Given their commitments to Aaron Rodgers, David Bakhtiari and Aaron Jones on offense and a defense full of first-round picks and newly extended vets (Jaire Alexander, De’Vondre Campbell and Rasul Douglas), sacrifices elsewhere are certainly necessary. But the team’s refusal to use first-round picks at receiver perplexes to some degree, with this year’s two-defender first round pushing that trend to a new level. The Lazard-Cobb-Watkins-Watson-Rodgers-Doubs sextet is a lock to be on the roster, Schneidman adds, noting that a seventh player — be it a special-teamer like Juwann Winfree or Malik Taylor, or a free agent — could round out the group.

This contingent lags behind the deep group Aaron Rodgers worked with to start his QB1 run in the late 2000s and early 2010s, and it obviously lacks an Adams-type presence. Will the two-time reigning MVP be able to coax sufficient production from this mixed bag of auxiliary vets and second- or third-day draftees? Or are the Packers taking too big a risk in what could be one of Rodgers’ final prime years? The team passing on Jarvis Landry suggests confidence the former viewpoint.

As should be expected entering July, the notable free agent options carry age- or health-related red flags. (Antonio Brown carries those and others.) T.Y. Hilton brings both, while Emmanuel Sanders — though still productive, as evidenced by his 626-yard Bills showing — would be the league’s oldest receiver in 2022. The nomadic WR2 turned 35 in March. Will Fuller has been connected to the Packers in the past, and the ex-Texans deep threat is just 28. But he played three games last season. Cole Beasley produced in the slot past 30 in Buffalo, but Green Bay has inside players in Cobb and Amari Rodgers who have been in LaFleur’s system for over a year now.
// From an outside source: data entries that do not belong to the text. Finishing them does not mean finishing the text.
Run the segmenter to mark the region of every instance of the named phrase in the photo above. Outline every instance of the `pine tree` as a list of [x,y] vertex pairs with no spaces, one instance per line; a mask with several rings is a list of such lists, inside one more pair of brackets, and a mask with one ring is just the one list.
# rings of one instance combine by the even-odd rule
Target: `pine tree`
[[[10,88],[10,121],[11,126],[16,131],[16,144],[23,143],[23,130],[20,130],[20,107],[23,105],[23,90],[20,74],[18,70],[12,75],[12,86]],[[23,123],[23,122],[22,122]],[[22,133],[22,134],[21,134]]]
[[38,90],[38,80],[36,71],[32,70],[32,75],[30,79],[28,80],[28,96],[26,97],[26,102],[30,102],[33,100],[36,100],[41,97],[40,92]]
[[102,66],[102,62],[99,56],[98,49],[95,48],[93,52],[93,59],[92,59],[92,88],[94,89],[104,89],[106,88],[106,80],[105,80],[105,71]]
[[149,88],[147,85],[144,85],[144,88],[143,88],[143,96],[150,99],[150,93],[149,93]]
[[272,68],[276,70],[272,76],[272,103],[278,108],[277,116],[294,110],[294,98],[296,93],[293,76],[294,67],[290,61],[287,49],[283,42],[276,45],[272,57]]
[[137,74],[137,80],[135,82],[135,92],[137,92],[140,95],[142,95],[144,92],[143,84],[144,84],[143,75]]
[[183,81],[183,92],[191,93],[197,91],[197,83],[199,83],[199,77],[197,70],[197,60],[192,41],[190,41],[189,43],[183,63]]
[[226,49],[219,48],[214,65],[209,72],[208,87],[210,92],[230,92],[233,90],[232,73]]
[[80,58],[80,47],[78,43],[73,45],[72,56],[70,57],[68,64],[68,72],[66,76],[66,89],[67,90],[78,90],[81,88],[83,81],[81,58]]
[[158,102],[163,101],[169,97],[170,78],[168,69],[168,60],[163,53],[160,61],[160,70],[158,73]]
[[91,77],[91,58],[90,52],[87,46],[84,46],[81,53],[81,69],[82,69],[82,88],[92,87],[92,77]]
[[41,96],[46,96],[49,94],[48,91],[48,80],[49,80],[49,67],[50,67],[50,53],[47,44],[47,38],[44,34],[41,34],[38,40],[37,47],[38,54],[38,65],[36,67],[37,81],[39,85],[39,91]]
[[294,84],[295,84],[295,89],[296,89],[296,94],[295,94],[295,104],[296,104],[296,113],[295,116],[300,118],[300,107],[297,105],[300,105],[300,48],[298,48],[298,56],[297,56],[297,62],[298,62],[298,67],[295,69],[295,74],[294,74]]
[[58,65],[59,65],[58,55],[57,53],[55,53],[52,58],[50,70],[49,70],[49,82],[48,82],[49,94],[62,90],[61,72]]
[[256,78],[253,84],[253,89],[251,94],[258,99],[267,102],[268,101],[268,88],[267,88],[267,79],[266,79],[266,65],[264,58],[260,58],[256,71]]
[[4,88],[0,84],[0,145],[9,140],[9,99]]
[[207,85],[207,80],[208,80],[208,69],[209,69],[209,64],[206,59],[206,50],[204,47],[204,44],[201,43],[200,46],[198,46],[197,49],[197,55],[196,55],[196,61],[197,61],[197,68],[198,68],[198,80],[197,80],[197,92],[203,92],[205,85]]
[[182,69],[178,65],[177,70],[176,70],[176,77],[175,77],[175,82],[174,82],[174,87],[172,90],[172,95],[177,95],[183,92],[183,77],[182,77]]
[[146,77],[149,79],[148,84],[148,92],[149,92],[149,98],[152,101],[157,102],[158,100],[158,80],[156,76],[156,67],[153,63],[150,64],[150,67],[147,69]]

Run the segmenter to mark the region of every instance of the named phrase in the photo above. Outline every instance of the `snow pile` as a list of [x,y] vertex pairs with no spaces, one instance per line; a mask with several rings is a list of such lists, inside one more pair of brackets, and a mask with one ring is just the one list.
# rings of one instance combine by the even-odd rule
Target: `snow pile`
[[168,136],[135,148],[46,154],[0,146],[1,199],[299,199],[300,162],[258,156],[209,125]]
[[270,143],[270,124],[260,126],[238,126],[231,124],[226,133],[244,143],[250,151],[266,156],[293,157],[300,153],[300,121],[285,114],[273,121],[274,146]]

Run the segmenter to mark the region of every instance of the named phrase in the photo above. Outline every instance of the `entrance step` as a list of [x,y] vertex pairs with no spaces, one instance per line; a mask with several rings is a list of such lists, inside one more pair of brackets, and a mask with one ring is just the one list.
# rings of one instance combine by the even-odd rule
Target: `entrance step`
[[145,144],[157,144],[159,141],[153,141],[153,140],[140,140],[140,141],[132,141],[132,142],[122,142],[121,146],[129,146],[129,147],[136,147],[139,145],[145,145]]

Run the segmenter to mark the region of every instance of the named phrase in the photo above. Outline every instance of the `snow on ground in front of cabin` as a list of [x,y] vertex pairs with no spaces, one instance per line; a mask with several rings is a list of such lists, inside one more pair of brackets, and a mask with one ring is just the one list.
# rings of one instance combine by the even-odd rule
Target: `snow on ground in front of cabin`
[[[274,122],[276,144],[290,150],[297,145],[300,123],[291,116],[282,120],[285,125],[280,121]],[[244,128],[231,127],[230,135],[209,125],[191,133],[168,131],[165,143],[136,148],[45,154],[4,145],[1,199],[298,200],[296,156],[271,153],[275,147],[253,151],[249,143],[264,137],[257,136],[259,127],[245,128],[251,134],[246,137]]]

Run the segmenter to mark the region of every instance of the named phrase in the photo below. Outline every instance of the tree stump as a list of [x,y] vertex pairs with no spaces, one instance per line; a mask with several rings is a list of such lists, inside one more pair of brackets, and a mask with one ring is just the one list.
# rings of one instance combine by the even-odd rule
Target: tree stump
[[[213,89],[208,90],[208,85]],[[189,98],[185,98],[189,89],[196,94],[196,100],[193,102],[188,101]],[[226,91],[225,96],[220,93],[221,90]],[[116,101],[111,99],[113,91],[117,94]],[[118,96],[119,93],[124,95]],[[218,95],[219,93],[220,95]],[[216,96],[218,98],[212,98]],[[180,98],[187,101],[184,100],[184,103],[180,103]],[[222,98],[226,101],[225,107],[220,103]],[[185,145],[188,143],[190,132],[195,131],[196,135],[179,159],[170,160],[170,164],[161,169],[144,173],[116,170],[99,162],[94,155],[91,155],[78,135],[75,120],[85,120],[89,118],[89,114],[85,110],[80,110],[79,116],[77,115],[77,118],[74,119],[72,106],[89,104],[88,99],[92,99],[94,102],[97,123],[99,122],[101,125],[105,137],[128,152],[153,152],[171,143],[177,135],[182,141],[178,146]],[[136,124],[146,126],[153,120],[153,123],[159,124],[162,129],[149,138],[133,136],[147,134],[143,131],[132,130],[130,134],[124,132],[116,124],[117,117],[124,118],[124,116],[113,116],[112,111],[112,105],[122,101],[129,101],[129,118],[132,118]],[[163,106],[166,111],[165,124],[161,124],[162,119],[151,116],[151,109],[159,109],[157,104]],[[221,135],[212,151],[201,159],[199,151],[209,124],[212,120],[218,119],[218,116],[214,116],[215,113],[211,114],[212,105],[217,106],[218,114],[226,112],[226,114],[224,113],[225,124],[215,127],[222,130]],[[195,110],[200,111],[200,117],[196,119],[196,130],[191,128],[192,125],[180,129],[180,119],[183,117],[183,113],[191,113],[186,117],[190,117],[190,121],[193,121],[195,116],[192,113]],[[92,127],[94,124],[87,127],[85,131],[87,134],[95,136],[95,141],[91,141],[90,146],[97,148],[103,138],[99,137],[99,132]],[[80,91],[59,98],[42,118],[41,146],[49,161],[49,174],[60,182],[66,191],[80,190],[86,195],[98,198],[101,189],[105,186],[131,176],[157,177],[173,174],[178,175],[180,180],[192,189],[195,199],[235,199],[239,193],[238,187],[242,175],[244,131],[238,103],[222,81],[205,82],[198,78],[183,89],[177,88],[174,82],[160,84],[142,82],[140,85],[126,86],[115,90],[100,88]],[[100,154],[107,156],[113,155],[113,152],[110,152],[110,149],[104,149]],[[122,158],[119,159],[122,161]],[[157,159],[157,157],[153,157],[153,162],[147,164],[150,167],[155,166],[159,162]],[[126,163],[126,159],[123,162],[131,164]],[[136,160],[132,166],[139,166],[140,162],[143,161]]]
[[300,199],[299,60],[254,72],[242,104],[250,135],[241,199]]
Julio Jones, 33 will be enshrined in Canton at some point, and the prospect of Rodgers targeting the All-Decade wideout intrigues more than Jones playing in a run-first Titans offense. But Jones’ hamstring trouble can be classified as chronic at this point. The ex-Falcon dynamo has not been connected to any team since being a Tennessee cap casualty.

Odell Beckham Jr. might make the most sense, if the goal here is to bring in a prime talent that can change the equation during the season’s second half. But the Packers may need to act early, even before it is known if their holdover group can be a Super Bowl-level nucleus. Beckham is not expected to be ready until around November, and although he has suffered two ACL tears in a 15-month span, the former superstar showed with the Rams high-end play remains in his skillset. The Packers pursued OBJ last year, and while the Rams have consistently indicated they want him back (and generally do what it takes to acquire splashy vets), an obvious case exists Green Bay needs the 29-year-old standout more.

Trade candidates figure to emerge (the Giants already have some), but for the time being, the Packers are about to attempt a fascinating roster-construction effort — one that surpasses the post-Tyreek Hill Chiefs for uncertainty — as they transition from their Adams-centered arsenals.